In general is this !


----------



## cwc329719738 (Apr 28, 2014)

*Re: 我是William.chen ！这是我与团队的设计方案，希望你们喜欢！*



tonyvdb said:


> The room looks great! Is that screen acoustically transparent? What speakers and sub are you using?


 Is screen acoustically transparen Harkness Screens(Weave) , not Microporous! The is Provence France Waterfall In wall speaker 7.2 system ,speaker model:LCR300 SAT150 SUB600 .control model:control4 HC800 .Projector:Benq VH920 .Blue ray :OPPO 105 . Game: XBOX360 AMP: MARANTZ 8801 and Audiocontrol G3.
In general is this !


----------



## cwc329719738 (Apr 28, 2014)

*Re: 我是William.chen ！这是我与团队的设计方案，希望你们喜欢！*



JBrax said:


> Very clean looking setup. Can you tell us a little about the equipment used such as amps, speakers, etc…

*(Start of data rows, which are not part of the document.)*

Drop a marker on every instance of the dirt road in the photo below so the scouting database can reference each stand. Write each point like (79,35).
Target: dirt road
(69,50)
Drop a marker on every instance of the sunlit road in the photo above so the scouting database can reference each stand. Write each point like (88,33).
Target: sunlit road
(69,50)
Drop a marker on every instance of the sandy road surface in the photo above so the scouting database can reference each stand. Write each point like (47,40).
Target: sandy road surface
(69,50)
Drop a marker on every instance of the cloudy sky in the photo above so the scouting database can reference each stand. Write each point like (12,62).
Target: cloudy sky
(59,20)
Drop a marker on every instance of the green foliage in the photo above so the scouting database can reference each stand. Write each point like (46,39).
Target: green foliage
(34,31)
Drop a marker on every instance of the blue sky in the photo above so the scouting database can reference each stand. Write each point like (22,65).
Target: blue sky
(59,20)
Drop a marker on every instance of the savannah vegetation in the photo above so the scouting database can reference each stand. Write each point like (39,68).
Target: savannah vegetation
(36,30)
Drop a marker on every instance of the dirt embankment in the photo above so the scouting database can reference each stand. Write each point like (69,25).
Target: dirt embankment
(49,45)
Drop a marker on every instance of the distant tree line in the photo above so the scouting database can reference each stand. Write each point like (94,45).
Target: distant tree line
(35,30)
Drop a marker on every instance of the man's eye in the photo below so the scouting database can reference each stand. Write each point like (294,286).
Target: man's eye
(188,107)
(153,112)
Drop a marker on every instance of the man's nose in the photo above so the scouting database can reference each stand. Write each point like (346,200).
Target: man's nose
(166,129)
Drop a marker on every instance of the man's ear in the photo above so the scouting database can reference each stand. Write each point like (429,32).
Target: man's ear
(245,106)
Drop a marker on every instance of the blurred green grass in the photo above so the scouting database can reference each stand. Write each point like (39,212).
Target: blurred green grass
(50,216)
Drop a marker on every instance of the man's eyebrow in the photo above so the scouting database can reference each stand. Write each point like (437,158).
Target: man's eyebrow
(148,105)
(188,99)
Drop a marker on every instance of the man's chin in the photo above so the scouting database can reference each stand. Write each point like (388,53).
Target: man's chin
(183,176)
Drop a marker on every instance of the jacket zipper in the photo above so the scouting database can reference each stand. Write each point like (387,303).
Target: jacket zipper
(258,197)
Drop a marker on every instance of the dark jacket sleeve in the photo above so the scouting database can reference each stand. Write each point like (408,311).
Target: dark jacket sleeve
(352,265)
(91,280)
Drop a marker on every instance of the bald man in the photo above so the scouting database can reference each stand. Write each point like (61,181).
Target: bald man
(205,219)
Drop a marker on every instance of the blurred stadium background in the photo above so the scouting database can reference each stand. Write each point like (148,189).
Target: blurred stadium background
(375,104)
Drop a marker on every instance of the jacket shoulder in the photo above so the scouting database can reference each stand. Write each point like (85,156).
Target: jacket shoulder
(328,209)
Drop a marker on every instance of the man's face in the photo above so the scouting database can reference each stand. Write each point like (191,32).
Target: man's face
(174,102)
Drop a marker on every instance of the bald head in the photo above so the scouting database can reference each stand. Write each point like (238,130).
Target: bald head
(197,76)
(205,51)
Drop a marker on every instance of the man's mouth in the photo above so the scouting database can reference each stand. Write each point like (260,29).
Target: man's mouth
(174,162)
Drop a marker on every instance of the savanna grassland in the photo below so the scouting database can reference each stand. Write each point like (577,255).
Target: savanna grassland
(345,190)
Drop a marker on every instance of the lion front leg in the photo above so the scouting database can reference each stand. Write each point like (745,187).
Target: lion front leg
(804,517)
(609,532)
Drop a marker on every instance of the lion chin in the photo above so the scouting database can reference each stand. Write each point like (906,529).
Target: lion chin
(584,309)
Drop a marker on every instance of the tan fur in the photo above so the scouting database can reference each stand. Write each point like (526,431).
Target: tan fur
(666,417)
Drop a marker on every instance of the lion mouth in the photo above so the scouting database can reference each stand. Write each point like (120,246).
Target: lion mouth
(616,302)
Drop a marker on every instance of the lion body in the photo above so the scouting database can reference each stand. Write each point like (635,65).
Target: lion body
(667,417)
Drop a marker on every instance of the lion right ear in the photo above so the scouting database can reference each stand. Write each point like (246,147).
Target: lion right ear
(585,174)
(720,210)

 Is screen acoustically transparen Harkness Screens(Weave) , not Microporous! The is Provence France Waterfall In wall speaker 7.2 system ,speaker model:LCR300 SAT150 SUB600 .control model:control4 HC800 .Projector:Benq VH920 .Blue ray :OPPO 105 . Game: XBOX360 AMP: MARANTZ 8801 and Audiocontrol G3.
In general is this !


----------



## NBPk402 (Feb 21, 2012)

*Re: 我是William.chen ！这是我与团队的设计方案，希望你们喜欢！*

Looks great! Wiring is awesome too! I bet a lot of time went into the planning to get it to look so nice and tidy too. :T


----------



## B- one (Jan 13, 2013)

cwc329719738 said:


> 150'' 2.35:1 4k


Sorry, I have screen envy! I hope to have a projector some day.


----------



## cwc329719738 (Apr 28, 2014)

*Re: 我是William.chen ！这是我与团队的设计方案，希望你们喜欢！*



ellisr63 said:


> Looks great! Wiring is awesome too! I bet a lot of time went into the planning to get it to look so nice and tidy too. :T


You're right, we have to spend spent 3 months time


----------



## cwc329719738 (Apr 28, 2014)

*Re: 我是William.chen ！这是我与团队的设计方案，希望你们喜欢！*



b- one said:


> sorry, i have screen envy! I hope to have a projector some day.


其实他也不是我的，只是工作的一部分


----------



## cwc329719738 (Apr 28, 2014)

*Re: 我是William.chen ！这是我与团队的设计方案，希望你们喜欢！*



B- one said:


> Sorry, I have screen envy! I hope to have a projector some day.


In fact, he is not my, only a part of the work


----------



## Wayne A. Pflughaupt (Apr 13, 2006)

*Re: 我是William.chen ！这是我与团队的设计方案，希望你们喜欢！*

Nice! However, that rack would look a lot sharper with some black rack screws from Middle Atlantic.










Regards, 
Wayne


----------